Scientists at the U.S. Department of Energy's Brookhaven National Laboratory have published research focused on the formation of clouds, comparing computer simulations to aircraft observations. This research paper, the first climate-science paper to be published on research using the supercomputer New York Blue, can be found in the December 22, 2008 aerosol-precipitation issue of Environmental Research Letters.
New York Blue, located at Brookhaven, is used by the Laboratory and Stony Brook University in a cooperative effort, the New York Center for Computational Sciences.
"Clouds are one of the most turbulent environments you can find in nature," said Yangang Liu, a Brookhaven cloud physicist and the project's principal investigator. "There are many things we don't know about clouds."
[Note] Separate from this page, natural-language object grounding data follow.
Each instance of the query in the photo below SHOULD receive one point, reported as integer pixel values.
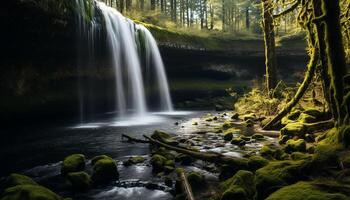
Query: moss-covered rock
(163, 137)
(258, 136)
(238, 141)
(18, 179)
(277, 174)
(234, 192)
(105, 170)
(79, 180)
(228, 136)
(73, 163)
(196, 180)
(257, 162)
(305, 191)
(29, 192)
(295, 145)
(134, 160)
(294, 129)
(300, 156)
(97, 158)
(306, 118)
(158, 162)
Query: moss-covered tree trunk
(269, 39)
(335, 59)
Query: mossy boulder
(97, 158)
(271, 151)
(238, 141)
(234, 192)
(105, 170)
(257, 162)
(295, 145)
(134, 160)
(196, 180)
(306, 191)
(228, 136)
(306, 118)
(164, 137)
(300, 156)
(294, 129)
(258, 136)
(18, 179)
(73, 163)
(29, 192)
(79, 180)
(158, 162)
(277, 174)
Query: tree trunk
(336, 58)
(269, 39)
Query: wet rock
(238, 141)
(29, 192)
(18, 179)
(295, 145)
(73, 163)
(79, 180)
(134, 160)
(158, 162)
(308, 190)
(258, 136)
(105, 170)
(257, 162)
(196, 180)
(97, 158)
Clouds play critical roles in many climate processes, including the Earth's energy and water cycles. They are an essential part of the global climate system yet are considered one of the largest uncertainties for future climate projection.
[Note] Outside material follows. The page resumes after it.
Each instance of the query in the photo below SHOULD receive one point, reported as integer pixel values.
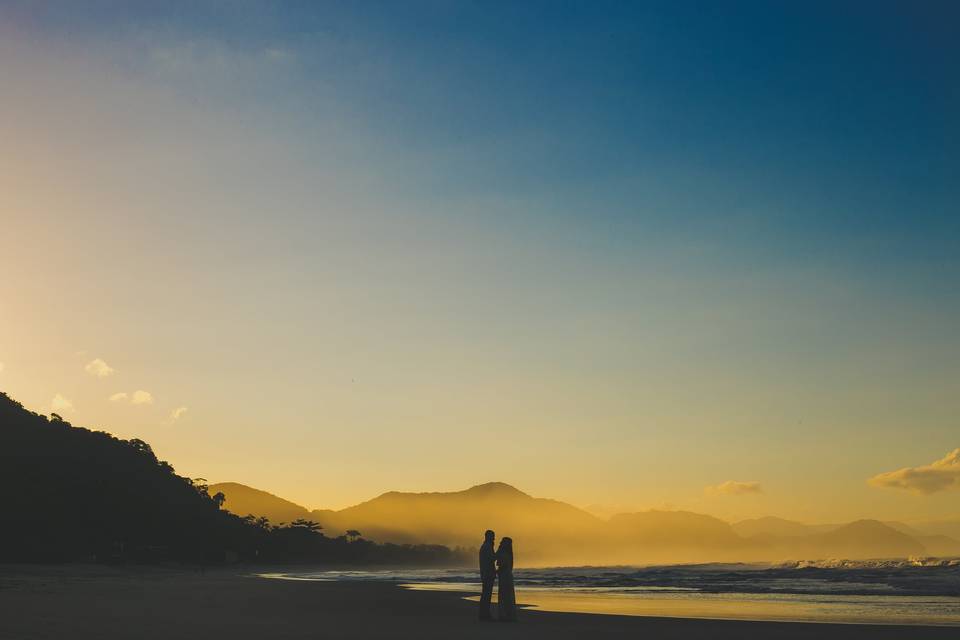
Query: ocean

Research on clouds presents some major challenges, given that cloud processes span a huge range of scales, from hundredths of an inch to hundreds of miles, and over these distances and time, are highly variable. This multiscale variability makes it difficult to simulate clouds and represent them in climate models. Smaller scales cannot demonstrate cloud systems, while larger scales lose resolution of individual clouds.
New York Blue
In order to numerically represent a cloud, researchers must consider turbulence in addition to factors such as tiny aerosol particles suspended in the air. As a result, the three-dimensional cloud simulation demands an enormous amount of computer resources.
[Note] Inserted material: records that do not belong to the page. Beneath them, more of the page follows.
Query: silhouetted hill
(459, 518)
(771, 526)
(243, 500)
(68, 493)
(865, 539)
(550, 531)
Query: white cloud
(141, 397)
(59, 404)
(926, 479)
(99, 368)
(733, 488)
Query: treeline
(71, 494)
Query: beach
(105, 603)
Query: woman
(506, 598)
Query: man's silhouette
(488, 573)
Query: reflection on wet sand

That is where New York Blue comes in. About 10,000 times faster than a personal computer, it uses more than 36,000 processors to handle over 100 trillion calculations per second. This capacity allows it to efficiently handle such a large and complex 3D model.
To improve global climate modeling, Liu's research team used New York Blue to simulate the development of a cloud deck found over western coastal waters over time and space with a 3D model. Characteristics of the model's cloud were compared with actual cloud observations made by aircraft.
"The model is accurate for central areas of the cloud, but not for the cloud base or top," said Brookhaven's Huan Guo, the lead author. "What makes it especially difficult is that the bottom surface is smooth, but the top surface is like a cauliflower."
The cloud model best matches the actual cloud as the model's grid size becomes finer, down to an area of about 30 square feet. Nevertheless, even the highest resolution simulations still fail to account for frequent and large variations, typical of turbulence. This finding has crucial implications for model improvement and cloud representation in climate models.
This work, under Brookhaven's Climate Science Initiative, was funded by the Department of Energy's Atmospheric Radiation Measurement and Atmospheric Sciences Programs, Office of Science, and NASA.
Co-authors on the study included Huan Guo, Yangang Liu, Peter H. Daum, and Gunnar Senum of Brookhaven Lab; and Wei-Kuo Tao of NASA Goddard Space Flight Center.